Solvable Quantum Models¶

Solving the Schrodinger equation for different quantum systems, we essentially add different choices of potential \(V({\bf x},\,t)\). In each case the Hamilonian operator:

\[\hat{H} = \hat{T} + \hat{V} = -\frac{\hbar^2}{2m}\nabla^2 + V({\bf x},\,t)\]

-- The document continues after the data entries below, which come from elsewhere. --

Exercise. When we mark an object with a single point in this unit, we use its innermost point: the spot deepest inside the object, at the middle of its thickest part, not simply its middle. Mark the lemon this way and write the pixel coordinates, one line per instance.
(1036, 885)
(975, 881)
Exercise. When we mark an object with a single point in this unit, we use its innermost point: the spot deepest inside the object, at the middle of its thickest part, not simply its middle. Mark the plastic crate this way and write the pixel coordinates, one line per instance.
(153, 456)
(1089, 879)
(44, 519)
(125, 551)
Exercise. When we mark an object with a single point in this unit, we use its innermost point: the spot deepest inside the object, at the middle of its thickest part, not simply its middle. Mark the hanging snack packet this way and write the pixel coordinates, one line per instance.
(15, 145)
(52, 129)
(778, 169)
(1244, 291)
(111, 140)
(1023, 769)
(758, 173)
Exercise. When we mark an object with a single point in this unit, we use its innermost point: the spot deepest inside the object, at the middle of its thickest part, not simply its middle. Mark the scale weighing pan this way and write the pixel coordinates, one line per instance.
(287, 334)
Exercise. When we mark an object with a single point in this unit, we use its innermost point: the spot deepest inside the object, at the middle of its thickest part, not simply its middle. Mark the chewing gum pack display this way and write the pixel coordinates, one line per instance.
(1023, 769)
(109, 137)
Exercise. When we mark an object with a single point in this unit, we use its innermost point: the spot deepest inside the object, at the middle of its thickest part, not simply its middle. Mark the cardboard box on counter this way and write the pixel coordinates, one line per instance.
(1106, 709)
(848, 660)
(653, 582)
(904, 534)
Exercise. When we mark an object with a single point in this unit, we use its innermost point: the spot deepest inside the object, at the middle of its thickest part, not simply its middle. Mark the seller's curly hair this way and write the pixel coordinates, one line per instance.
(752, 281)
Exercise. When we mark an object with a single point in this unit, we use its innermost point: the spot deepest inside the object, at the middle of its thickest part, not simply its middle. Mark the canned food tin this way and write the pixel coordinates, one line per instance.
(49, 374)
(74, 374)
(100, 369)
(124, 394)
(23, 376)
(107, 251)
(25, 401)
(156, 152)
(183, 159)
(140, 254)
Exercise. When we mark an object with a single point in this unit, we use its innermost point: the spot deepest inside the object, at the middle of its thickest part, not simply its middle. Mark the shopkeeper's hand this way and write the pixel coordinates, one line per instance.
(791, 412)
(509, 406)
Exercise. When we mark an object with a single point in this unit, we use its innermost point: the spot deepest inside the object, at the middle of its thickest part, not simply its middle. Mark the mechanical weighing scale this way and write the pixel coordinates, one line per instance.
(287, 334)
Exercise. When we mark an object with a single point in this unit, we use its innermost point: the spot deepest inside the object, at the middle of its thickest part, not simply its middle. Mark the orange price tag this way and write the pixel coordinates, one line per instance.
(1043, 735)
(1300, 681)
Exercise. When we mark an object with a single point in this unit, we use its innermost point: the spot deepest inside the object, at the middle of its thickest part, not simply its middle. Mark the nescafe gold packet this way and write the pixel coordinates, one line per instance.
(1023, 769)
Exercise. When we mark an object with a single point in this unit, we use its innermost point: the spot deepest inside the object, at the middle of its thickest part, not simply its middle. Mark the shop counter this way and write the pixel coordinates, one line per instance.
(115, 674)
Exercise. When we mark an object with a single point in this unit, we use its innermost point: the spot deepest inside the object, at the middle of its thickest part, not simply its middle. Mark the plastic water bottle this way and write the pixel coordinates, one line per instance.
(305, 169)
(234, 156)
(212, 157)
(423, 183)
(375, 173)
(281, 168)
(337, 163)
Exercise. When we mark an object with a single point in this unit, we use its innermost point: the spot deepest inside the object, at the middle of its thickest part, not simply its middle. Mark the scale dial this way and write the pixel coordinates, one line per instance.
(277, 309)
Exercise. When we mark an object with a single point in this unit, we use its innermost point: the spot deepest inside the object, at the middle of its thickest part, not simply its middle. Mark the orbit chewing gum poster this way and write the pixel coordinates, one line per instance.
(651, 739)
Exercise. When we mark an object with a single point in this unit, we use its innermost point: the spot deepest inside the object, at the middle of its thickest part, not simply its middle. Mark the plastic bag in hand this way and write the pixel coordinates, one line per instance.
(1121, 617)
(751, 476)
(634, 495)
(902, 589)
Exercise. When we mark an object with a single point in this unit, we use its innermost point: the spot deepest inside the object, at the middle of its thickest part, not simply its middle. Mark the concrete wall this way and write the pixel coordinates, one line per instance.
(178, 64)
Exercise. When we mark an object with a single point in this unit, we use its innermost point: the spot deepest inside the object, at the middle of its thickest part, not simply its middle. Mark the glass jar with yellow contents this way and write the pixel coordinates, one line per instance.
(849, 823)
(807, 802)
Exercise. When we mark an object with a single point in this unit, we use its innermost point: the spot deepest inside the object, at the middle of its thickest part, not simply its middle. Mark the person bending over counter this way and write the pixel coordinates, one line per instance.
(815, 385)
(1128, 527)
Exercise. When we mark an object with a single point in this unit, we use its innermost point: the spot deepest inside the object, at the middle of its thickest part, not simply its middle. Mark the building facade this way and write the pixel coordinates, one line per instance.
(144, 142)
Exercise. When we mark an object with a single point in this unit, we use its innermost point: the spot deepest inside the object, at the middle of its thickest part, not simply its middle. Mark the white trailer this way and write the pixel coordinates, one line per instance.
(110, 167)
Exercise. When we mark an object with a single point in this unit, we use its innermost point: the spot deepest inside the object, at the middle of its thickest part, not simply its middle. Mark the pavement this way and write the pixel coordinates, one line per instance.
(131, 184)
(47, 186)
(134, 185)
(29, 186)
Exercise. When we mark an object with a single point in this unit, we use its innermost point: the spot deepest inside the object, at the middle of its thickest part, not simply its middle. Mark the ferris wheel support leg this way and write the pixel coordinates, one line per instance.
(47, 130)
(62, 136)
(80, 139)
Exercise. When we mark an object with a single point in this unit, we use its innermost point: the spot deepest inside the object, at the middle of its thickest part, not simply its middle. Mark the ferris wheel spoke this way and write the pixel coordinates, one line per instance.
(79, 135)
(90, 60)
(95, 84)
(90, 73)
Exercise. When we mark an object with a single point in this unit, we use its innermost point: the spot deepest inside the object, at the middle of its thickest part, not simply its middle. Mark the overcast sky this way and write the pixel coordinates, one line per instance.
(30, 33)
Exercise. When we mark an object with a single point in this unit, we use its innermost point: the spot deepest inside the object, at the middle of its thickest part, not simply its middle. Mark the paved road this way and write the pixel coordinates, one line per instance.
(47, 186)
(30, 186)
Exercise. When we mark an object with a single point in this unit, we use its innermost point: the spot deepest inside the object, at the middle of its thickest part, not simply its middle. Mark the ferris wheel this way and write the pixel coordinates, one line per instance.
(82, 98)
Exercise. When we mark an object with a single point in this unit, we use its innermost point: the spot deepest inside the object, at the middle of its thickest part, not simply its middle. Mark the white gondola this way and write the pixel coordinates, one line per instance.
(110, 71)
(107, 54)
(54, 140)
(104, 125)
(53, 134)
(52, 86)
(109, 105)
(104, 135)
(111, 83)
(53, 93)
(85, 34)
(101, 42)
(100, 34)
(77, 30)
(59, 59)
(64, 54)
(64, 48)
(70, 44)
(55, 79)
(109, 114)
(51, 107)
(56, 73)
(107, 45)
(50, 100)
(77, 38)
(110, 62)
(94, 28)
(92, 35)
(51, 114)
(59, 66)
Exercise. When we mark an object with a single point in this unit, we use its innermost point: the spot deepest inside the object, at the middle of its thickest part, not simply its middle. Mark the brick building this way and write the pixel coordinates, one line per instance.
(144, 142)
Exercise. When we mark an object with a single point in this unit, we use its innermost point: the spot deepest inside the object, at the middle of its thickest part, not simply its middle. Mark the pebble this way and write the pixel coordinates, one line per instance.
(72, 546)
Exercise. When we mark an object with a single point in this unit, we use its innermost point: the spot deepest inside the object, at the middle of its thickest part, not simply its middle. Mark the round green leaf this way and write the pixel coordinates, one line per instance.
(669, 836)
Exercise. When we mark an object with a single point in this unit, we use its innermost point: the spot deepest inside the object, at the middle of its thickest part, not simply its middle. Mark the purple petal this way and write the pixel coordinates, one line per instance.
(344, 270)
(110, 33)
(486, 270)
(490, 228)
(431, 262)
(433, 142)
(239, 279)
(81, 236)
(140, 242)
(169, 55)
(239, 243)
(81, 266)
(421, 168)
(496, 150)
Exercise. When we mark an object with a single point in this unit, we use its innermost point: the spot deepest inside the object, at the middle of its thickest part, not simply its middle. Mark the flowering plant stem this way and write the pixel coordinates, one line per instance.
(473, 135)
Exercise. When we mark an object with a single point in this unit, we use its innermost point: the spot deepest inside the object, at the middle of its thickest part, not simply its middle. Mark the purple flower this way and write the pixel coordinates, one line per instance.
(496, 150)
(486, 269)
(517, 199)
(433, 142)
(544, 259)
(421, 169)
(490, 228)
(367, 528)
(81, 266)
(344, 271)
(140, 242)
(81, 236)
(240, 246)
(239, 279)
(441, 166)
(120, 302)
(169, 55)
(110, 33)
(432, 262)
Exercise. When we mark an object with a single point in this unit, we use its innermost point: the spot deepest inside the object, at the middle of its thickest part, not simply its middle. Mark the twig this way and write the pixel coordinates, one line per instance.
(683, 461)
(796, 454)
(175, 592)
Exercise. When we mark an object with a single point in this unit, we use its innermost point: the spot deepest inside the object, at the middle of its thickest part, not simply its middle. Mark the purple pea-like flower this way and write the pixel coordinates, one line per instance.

will vary depending on the choice of potential.

Bohr Model¶

This one is a bit of a cheat, because solving it does not involve the Schroodinger equation, however it does allow us to address some conceptual ideas in quantum theory. To do this properly, we need to consider the hydrogen atom properly, which we do in a later section. The basic idea of the Bohr model, starting with Hydrogen, is to assume that electrons are in circular motion around the nucleus:

\[F_{centripetal} = \frac{m_e v^2}{r}\]

which is equal to the Coulombic attraction between the electron \(-e\) and proton \(+e\):

\[F_{Coulomb} = \frac{e^2}{4\pi \,\epsilon_0\,r^2}\]

Thus we find the velocity of these bound electrons is found by:

\[\frac{m_ev^2}{r} = \frac{e^2}{4\pi \,\epsilon_0\,r^2} \Rightarrow v^2 = \frac{e^2}{4\pi\,m_e\,\epsilon_0\,r}\]

The kinetic energy of these electrons is given by:

\[E_K = -\frac{1}{2}m_e\,v^2 = -\frac{e^2}{8\pi\,\epsilon_0\,r}\]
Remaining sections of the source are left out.